Das Gebäude steht auf einem etwa 60 m² großen Gewölbekeller, dem historischen Weinkeller. Im Erdgeschoss darüber befindet sich, auf Grund der Hanglage auch teilweise in den Berg hineingebaut, der ehemalige Pressraum nebst einem weiteren, kleinen Kellerraum. Die Wohnräume des Winzerhauses befanden sich im Obergeschoss sowie im Dachgeschoss, zu dem eine hölzerne Wendeltreppe führt.
Die Fassaden des Barockgebäudes sind schlicht verputzt. In der Straßenansicht finden sich mit Wein berankte Spaliere.
Die Einfriedung besteht aus einer Bruchsteinmauer mit einem Durchlass vor dem mittig angebrachten Eingang sowie einer Toreinfahrt auf der linken Seite aus zwei mächtigen Pfeilern mit Abdeckplatten.
Das Haus Fliegenwedel mit seinem charakteristischen Giebel wird als fließender Übergang von den schlichten Winzerhäusern der Lößnitz hin zu den mehr herrschaftlichen Häusern beispielhaft erwähnt.[5]
Geschichte
Für das Jahr 1544 ist dokumentiert, dass sich der Weinberg Fliegenwedel ebenso wie der westlich benachbarte Bischofsberg in bischöflich-Meißnischem Besitz befand.
Im Jahr 1599 wurden die Berge aus kurfürstlichem Besitz veräußert. 1674 wurde der Fliegenwedel, der eine Größe von etwa 30 Pfahlhaufen hatte, für 250 Taler an den Landrentmeister (vermutlich Kämmerer) Sebastian Rothe verkauft.

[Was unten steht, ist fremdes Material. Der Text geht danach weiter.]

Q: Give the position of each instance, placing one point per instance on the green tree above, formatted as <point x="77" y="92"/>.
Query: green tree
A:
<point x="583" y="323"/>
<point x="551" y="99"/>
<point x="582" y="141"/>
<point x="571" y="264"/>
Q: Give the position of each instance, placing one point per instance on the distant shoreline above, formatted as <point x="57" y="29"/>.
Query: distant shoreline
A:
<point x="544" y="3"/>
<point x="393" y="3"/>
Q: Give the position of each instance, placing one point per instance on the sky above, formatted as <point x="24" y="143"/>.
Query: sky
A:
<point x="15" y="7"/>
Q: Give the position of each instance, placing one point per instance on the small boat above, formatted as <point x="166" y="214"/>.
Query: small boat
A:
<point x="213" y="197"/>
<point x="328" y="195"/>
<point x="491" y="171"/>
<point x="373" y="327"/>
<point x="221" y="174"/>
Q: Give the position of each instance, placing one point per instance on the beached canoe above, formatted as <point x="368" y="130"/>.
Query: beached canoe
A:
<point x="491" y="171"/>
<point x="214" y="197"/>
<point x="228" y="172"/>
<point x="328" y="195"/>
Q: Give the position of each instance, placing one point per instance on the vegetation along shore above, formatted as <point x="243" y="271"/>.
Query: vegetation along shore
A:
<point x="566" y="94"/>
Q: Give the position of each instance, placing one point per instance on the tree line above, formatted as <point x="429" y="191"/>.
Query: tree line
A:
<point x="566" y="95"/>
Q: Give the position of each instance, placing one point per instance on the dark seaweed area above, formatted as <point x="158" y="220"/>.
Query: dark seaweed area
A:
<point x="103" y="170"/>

An der Stelle des heutigen, 1675[6] für ihn auf dem alten Keller gebauten Hauses stand bereits ein Kelterhaus. Um 1700 erwarb das Anwesen der Rothenthaler Hammerwerks-Besitzer Gottfried Salomon Lingke, einschließlich eines Teils des angrenzenden Bischofsbergs. Der andere Teil des Bischofsbergs war im Besitz der Frau verw. Hornin geb. Lingke. Beide benutzten gemeinsam das bestehende Weinbergshaus, insbesondere die Weinpresse. 1731 wurde Lingkes Witwe, eine Tochter von Rothe, Eigentümerin von Haus und Weinberg.

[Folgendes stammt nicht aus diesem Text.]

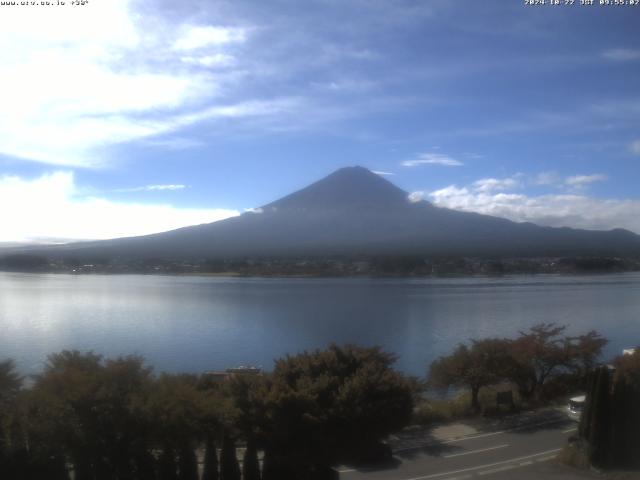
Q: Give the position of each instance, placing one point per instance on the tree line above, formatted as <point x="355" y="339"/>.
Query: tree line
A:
<point x="541" y="363"/>
<point x="95" y="418"/>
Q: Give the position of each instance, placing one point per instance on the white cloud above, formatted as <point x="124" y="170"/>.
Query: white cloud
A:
<point x="432" y="159"/>
<point x="415" y="197"/>
<point x="51" y="206"/>
<point x="153" y="188"/>
<point x="495" y="184"/>
<point x="547" y="178"/>
<point x="578" y="211"/>
<point x="218" y="60"/>
<point x="75" y="80"/>
<point x="196" y="37"/>
<point x="622" y="54"/>
<point x="580" y="181"/>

Gemeinsam verkauften die beiden 1738 für 1.340 Taler an den Dresdner Hofböttchermeister und Ratseichmeister Jacob Krause, der 1742 auf einem Felsvorsprung oberhalb seines Weinbergsbesitzes Fliegenwedel als weithin sichtbares Zeichen den nach ihm benannten Jacobstein erbaute. Dieser diente ursprünglich als Winzerunterkunft und zur Geräteaufbewahrung, wurde später jedoch auch als Lusthäuschen genutzt. Das aus dem 17. Jahrhundert stammende Winzerhaus wurde von ihm zur heutigen barocken Form mit dem stark geschweiften Südgiebel umgebaut und aufgestockt. Die von Krause verwendeten Treppenstufen stammten aus dem 1701 abgebrannten Residenzschloss Dresden.[7] Ein 1770 nach Krauses Tod aufgestelltes Inventar gibt Auskunft über die damalige Raumaufteilung: Im Erdgeschoss eine große Stube, eine kleinere Schlafstube, eine kleine Eckstube und die Küche mit einem Gewölbe für Geschirr, im Obergeschoss die große Sommerstube und daneben drei Kammern sowie im zweiten Obergeschoss eine weitere Kammer. Krauses Schwiegersohn, der Dresdner Weinhändler Samuel Bauer, kaufte den Fliegenwedel mit Gebäuden und Inventar für 2.940 Taler von Krauses Witwe Erdmuthe Sophie geb. Roos.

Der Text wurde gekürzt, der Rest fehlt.